HOW TO SERVE OATS TO LOSE WEIGHT
To make your oatmeal a superfood for weight loss, add one or two egg whites when you are cooking your oats; then add your favorite ingredients. Egg whites will not significantly affect the taste of your oats but will add beneficial proteins. That’s key to losing weight, according to the Harvard School of Public Health – it makes you burn more calories during digestion, and also keeps you full for longer after the meal, which can help you eat less.
One of the benefits of oats for weight loss is its adaptability – you can mix and match with many other healthy foods, textures and cooking techniques to get a different tasting food every time, so you are less likely to get bored with their diet.
Experiment with different spices to add more flavor: a dash of cardamom perfectly complements the fresh chopped cherries, while a touch of cayenne pepper can work well on cocoa-flavored oats.
AVOID INSTANT OATS WITH SUGAR
Regardless of the texture of the oats you choose – be it whole or instant oats – remember to buy oats without adding flavorings. Flavored oatmeal is often loaded with sugar, which adds calories without increasing the nutritional value of oats. For example, a packet of commercially available maple and brown sugar oatmeal has 158 calories and 13 grams of sugar, while a serving of the third cup of plain rolled oats – enough to make half a cup of cooked oats – has only 102 calories and less than one gram of sugar. Switching from a serving of plain oatmeal each morning saves you over 20,000 calories over the course of a year.
EAT OATMEAL WITH HIGH-FIBER INGREDIENTS
Instead of seasoning your oatmeal with sugar, cover your oats with healthy blends that will help you lose weight. A key nutrient for weight loss is fiber, according to research conducted at the University of Massachusetts Medical School. Fiber helps keep it full, making it less likely to overeat, and simply adding more fiber to your diet is one of the simplest ways to lose pounds, according to UMass.
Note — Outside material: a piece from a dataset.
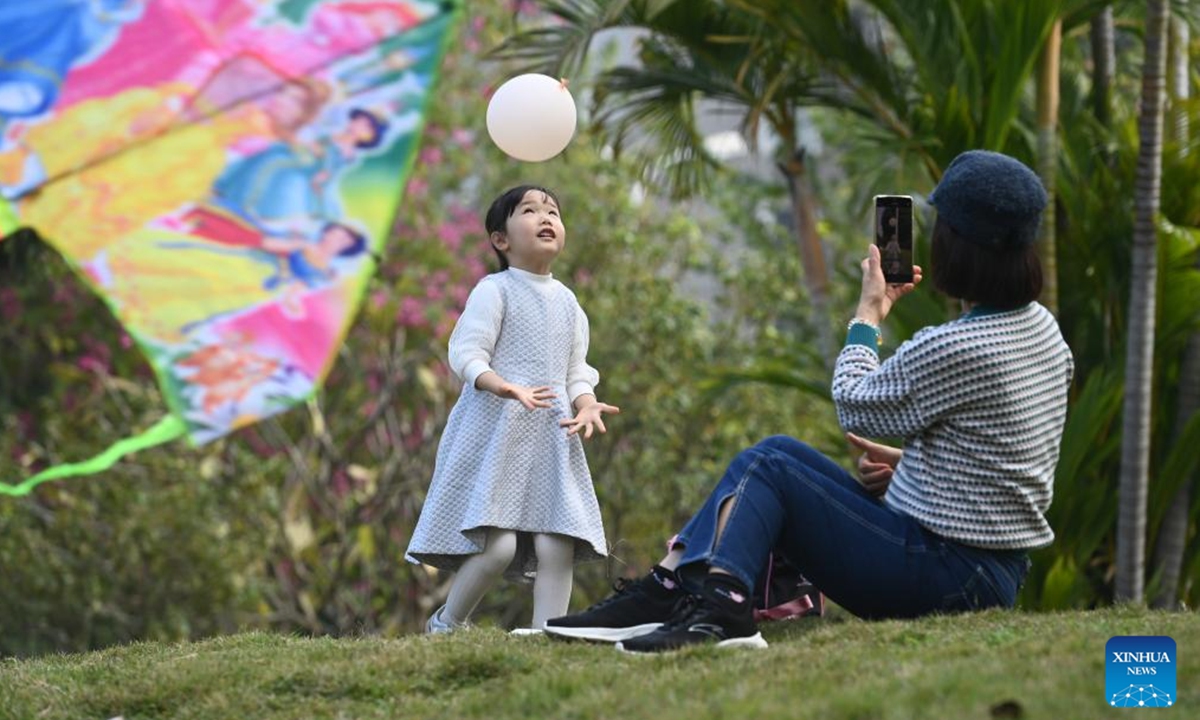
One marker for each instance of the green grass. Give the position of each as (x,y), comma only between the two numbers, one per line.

Increase the fiber content of your oats by adding a handful of berries – raspberries, blackberries, blueberries or strawberries – for only 25 to 40 calories per half cup.
AVOID FATTY AND SUGARY SUPPLEMENTS
While you may be tempted to sweeten your oatmeal with “healthy” sugars like maple syrup, honey or agave, these sweeteners count as added sugar and offer little nutritional value. Instead, add sweetness with a tablespoon of unsweetened apple compote or banana puree. Or mix one drop of stevia – a natural, calorie-free sweetener – into your oats.
You also want to avoid fat coverings in order to promote weight loss. Peanut butter, for example, offers some nutritional benefits but is also full of fat and has 188 calories per serving of 2 tbsp, so you could potentially add hundreds of calories to your breakfast if you do not look at the portion size.
Making your oatmeal with whole milk could thwart your weight loss efforts – one cup has 149 calories and 8 grams of fat. Make your oats with water to keep your calorie intake low.